Cecily Brown
The Spoils, 2020
Gouache and watercolor on paper
40.6 x 50.8 cm
Cecily Brown. Pronkstilleven
17 September – 30 October 2021
Gladstone Gallery, Brussels
Cecily Brown
Pronkstilleven, 2020-2021
Pastel on paper
80 x 120.7 cm
[from the pressrelease]
Taking inspiration from pronkstilleven, a 17th-century Flemish style of still-life painting, Brown presents a series of drawings, pastels, and watercolors that celebrate a local art historical tradition through her singular and multifaceted approach to artmaking.

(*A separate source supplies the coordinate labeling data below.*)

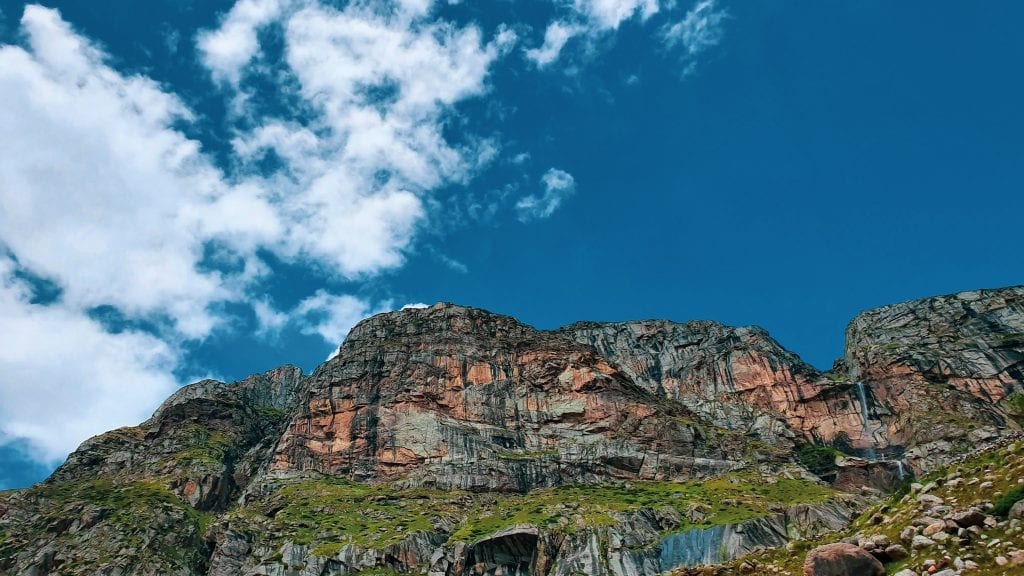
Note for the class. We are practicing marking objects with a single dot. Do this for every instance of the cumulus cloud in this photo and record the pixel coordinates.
(99, 194)
(66, 378)
(230, 47)
(700, 29)
(558, 186)
(555, 37)
(102, 194)
(607, 14)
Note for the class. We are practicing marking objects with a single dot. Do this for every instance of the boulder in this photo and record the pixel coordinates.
(921, 542)
(968, 518)
(896, 552)
(1017, 510)
(842, 559)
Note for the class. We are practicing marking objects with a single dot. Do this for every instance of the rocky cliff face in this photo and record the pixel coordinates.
(454, 441)
(459, 398)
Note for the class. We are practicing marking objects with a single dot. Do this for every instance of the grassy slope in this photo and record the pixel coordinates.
(1003, 466)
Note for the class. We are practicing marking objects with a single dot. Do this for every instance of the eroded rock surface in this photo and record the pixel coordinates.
(452, 441)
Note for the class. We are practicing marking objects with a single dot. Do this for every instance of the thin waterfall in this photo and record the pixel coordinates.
(869, 451)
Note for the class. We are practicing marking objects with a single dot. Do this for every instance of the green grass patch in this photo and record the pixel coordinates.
(204, 446)
(526, 454)
(1001, 505)
(818, 459)
(729, 500)
(331, 512)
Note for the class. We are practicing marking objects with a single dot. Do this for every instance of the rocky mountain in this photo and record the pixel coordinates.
(453, 441)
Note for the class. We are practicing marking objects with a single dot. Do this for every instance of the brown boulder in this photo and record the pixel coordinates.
(842, 560)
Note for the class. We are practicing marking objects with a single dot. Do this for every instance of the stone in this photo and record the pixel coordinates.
(1016, 558)
(458, 399)
(896, 552)
(1017, 510)
(842, 559)
(921, 542)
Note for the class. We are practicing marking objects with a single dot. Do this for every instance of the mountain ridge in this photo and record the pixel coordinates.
(539, 450)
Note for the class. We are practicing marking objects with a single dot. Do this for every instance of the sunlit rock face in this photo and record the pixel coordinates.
(940, 369)
(452, 441)
(458, 397)
(914, 372)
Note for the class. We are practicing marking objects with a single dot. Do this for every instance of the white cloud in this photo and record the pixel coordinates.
(332, 316)
(607, 14)
(99, 193)
(65, 378)
(699, 30)
(229, 48)
(558, 186)
(382, 84)
(555, 37)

Typically comprised of fruits, vegetables, game, flowers, and other household objects, pronkstilleven paintings were meant to signify the wealth and excessive abundance of the aristocratic class during the 1600s. Frans Snyders, an early and influential figure from this artistic movement, excelled at creating these hyperrealist, ornate settings. Similar to Brown’s larger-scale paintings, the pastels in this show take motifs from existing imagery, primarily the still life paintings of Snyders, which she transforms into entirely new works that admiringly riff off of the preceding visual material. Drawing is an integral yet lesser known component of her work, which has recently been the subject of public and museum exhibitions. Unlike the 19th-century practice of creating esquisses, or preparatory drawings and oil sketches for larger paintings, Brown’s drawings on paper are finished works unto themselves, and provide striking insights into her intuitive artmaking process. The artist notes that in order to learn an image, she takes photographs and images of paintings and copies them, however, while employing the visual language she has developed throughout her career.